Okay, it’s more than one movie, and the installments are of varying quality, but overall the Saw series gets nowhere near the respect it deserves. I’ve already written about why the end of Saw II is one of my favorite underrated twists, and now it’s about time I stood up for this Halloween-shaping horror epic as a whole.
First, a word on “torture porn,” the common, derogatory term for the subgenre of horror Saw popularized, the one it suffers the Prometheus Syndrome backlash for.
It’s hard to dispute its technical accuracy. Saw just isn’t quite Saw without its signature trap sequences of graphic, creative mutilation. Those are the parts that define the series and what people come to see.
Okay, yes, sometimes there’s a cartoonish element of “look at our amazing trauma makeup!” or “bet you’ve never seen someone die like this!” And that is a part of Saw, but it’s also nothing new.
It’s that unsettling question, combined with the long, detailed, visceral scenes characters spend demonstrating their differing answers, that makes Saw so differently powerful and horrifying. And what’s the point of innovation in horror if not to ask unsettling questions and probe deep, dark, frightening parts of the mind?
Sometimes this can be done most effectively by showing less, sometimes by showing more. Saw openly goes with the more approach and succeeds spectacularly.

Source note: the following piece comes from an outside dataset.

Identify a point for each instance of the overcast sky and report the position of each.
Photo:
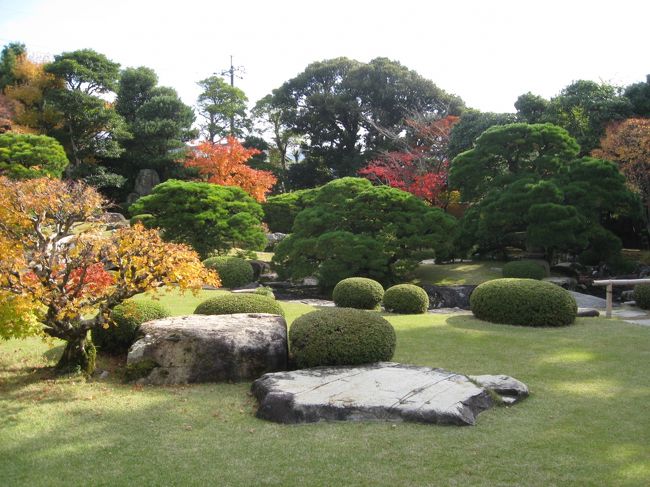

****First movie spoiler alert****
Unlike so many horror franchises that only keep a concept and maybe a villain signature and plug in an entirely new disposable cast for every entry, Saw is about the original Jigsaw, John Kramer, a terminal cancer patient with a deeply flawed, hypocritical, yet often understandable vendetta against people who waste life, and about the people who fight and follow him.
It’s about his falling out with his wife, his confused feelings about the struggling patients at her methadone clinic, his cat and mouse game with the cops, and the relationships between him and the other members of the slowly growing Jigsaw cult, mostly surviving victims who embrace and sometimes reinterpret his perspective.
****End spoilers****
Saw demands a strong stomach, no question, but if you’ve got one, and if you’ve ever been intrigued by a blurb that included a phrase like “these twisted souls and the secrets that bind them together,” check out the original Saw theatrical trailer and think about giving the series a chance.